Erkek karakterlerin hüküm sürdüğü Orta Dünya evrenine savaşçı bir dişi Orman Elf’ini hiç yoktan dahil etmek, üstelik bu dişiyi iki ayrı ırka mensup erkeğin ilgisi arasında bırakmak, şaşkın büyücülerin, baştan çıkartıcı yüzüklerin, iğrenç ork’ların cirit attığı bir öyküde şüphesiz ki dengeleyici ve Orta Dünya fantasyasını günümüze yaklaştıran bir adım. “Kitapta yok, filmde ne gerek vardı!” argümanına sinema sanatının kendisine has dinamikleri olduğunu da yeniden anımsatmak lazım.

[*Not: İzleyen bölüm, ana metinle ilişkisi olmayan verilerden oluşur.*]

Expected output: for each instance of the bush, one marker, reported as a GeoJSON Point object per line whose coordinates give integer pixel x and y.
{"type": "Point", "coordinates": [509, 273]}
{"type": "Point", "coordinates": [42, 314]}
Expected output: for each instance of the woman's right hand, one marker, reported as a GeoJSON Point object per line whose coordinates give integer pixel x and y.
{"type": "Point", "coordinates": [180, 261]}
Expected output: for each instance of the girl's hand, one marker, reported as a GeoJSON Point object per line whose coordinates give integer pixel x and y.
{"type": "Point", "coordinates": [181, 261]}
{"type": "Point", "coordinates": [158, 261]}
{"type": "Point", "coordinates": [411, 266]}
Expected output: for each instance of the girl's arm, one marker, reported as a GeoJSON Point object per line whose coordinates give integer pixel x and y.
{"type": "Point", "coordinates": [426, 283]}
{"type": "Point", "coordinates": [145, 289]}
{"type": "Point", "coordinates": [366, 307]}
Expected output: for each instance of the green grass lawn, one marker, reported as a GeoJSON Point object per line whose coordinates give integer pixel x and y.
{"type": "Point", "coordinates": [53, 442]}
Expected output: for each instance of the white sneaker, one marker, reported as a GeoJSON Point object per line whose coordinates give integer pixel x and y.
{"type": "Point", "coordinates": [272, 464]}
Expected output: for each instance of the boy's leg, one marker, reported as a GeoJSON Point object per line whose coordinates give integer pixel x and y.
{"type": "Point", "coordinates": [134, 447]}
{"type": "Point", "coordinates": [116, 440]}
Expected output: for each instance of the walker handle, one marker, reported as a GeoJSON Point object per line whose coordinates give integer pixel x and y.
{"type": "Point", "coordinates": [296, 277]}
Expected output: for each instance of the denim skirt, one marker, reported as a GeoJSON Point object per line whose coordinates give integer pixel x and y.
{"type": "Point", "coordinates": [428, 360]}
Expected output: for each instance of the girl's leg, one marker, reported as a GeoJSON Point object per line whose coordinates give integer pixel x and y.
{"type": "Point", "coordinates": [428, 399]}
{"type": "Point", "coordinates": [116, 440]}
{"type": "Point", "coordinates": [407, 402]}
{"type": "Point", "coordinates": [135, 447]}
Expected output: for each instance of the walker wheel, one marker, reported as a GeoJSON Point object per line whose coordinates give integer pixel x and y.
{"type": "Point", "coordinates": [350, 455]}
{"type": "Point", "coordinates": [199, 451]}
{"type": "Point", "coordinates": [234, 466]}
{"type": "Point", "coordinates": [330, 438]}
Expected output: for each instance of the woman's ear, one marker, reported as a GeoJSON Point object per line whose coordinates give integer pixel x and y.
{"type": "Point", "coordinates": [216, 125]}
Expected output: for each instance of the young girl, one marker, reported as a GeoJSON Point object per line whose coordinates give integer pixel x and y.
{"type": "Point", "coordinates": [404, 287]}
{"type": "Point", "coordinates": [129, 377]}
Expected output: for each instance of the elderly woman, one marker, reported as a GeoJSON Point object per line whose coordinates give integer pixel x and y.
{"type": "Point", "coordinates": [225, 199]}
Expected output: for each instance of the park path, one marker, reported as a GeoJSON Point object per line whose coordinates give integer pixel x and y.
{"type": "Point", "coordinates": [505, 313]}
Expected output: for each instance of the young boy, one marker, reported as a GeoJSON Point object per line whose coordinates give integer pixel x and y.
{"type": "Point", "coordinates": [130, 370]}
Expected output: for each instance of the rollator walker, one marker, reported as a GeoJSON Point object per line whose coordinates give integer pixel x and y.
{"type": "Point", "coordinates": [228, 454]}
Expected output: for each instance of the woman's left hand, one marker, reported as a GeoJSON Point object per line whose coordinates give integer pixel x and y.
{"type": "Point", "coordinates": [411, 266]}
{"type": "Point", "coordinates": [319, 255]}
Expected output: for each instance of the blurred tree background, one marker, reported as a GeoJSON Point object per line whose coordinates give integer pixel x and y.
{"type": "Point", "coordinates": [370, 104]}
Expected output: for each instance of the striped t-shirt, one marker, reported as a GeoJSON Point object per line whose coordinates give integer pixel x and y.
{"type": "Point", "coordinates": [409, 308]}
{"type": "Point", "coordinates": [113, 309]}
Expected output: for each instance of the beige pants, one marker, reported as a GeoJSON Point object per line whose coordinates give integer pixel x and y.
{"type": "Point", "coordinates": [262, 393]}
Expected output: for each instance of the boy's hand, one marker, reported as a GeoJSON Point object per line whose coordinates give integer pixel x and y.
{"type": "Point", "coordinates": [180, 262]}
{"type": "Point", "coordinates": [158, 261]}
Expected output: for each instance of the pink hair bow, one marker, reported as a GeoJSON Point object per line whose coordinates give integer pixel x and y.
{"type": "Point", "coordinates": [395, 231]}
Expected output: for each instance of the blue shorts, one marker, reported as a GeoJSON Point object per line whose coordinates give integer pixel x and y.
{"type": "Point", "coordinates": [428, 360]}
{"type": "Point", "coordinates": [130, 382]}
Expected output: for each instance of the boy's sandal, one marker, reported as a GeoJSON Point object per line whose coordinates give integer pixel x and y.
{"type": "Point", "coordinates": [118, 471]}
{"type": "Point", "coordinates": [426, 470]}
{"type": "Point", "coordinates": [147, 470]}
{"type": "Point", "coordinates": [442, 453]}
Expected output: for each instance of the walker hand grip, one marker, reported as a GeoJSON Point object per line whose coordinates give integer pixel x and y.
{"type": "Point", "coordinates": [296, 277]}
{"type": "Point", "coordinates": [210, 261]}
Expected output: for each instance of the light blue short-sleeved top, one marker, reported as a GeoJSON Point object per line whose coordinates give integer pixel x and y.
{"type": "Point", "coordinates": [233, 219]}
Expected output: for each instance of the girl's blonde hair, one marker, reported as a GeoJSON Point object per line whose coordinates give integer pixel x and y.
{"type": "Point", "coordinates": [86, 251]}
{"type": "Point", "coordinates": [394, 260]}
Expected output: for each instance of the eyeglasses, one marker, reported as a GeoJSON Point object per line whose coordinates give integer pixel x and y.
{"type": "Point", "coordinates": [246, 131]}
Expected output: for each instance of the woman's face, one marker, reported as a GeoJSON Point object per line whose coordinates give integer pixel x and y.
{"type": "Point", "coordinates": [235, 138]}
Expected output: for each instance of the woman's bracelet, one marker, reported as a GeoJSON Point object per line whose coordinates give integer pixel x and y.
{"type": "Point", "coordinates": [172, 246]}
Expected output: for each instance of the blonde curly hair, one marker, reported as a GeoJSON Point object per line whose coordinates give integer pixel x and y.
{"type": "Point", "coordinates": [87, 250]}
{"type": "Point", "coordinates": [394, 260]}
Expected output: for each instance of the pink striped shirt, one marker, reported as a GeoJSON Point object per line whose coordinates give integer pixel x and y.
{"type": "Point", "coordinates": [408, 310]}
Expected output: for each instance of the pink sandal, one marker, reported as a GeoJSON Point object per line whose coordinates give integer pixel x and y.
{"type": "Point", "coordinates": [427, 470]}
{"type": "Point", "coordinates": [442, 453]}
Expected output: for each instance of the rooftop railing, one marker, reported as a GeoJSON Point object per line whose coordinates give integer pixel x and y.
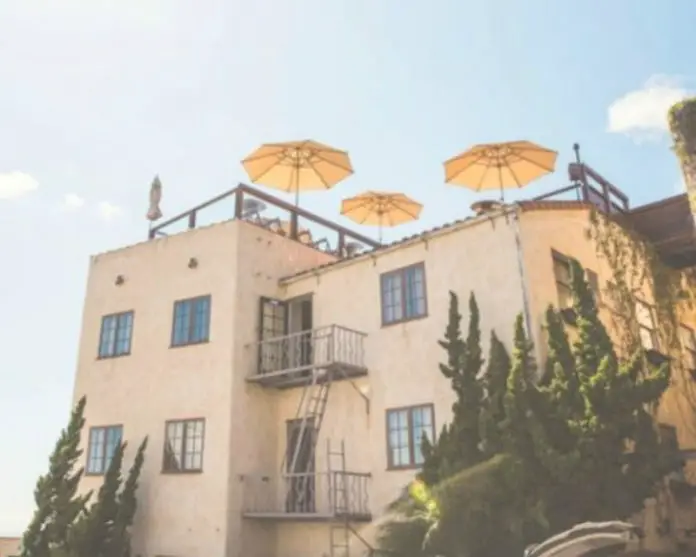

Tolkein ve Jackson evrenlerinin en göze çarpan unsurlarından biri de yol haritasına ait her lokasyonda karşımıza yeni bir macera çıkması. Yalnız Dağ’a giderken ekibin geçtiği her kulvar, Kuytu Orman, Elf Krallığı, Göl Kasabası’nın hiçbir sekansı boş geçmiyor, dahası nehirdeki fıçı yolculuğu gibi görsel bir şölene de dönüşüyor.
Filmden fazla sürprizbozan detay vermeden Türkçe çevirinin de başarılı olduğunu özellikle Göl Kasabası ile ilk tanıştığımız sekanslarda kulağımıza çalınan “çapulcu, ayak takımı, iktidarımı sorgulamak” gibi yerelleştirmelerin de ayrı bir takdiri hak ettiğini düşünüyorum. Anlayan anladı!
Son olarak Orta Dünya’ya ait asırlık bir ejderhanın pürüzsüz, net bir İngilizcesi konuşması kulağımı tırmaladı demeden geçemeyeceğim. Tolkien’in Hobbit kitabındaki orijinal İngilizcesini şuan bilememekle beraber, Smaug’a Orta Çağı’n Shakespearean İngilizcesi daha çok yakışırdı demek isterim.
Özetle karşımızda 1 sene beklediğimize değen bir yapım var, aksiyonu, aşkı, macerası, kovalamacası, hesaplaşması, hatta öyküyü bilmeyenler için ters köşesiyle Hobbit: Smaug'un Çorak Toprakları kendisinden bekleneni veren bir yapım.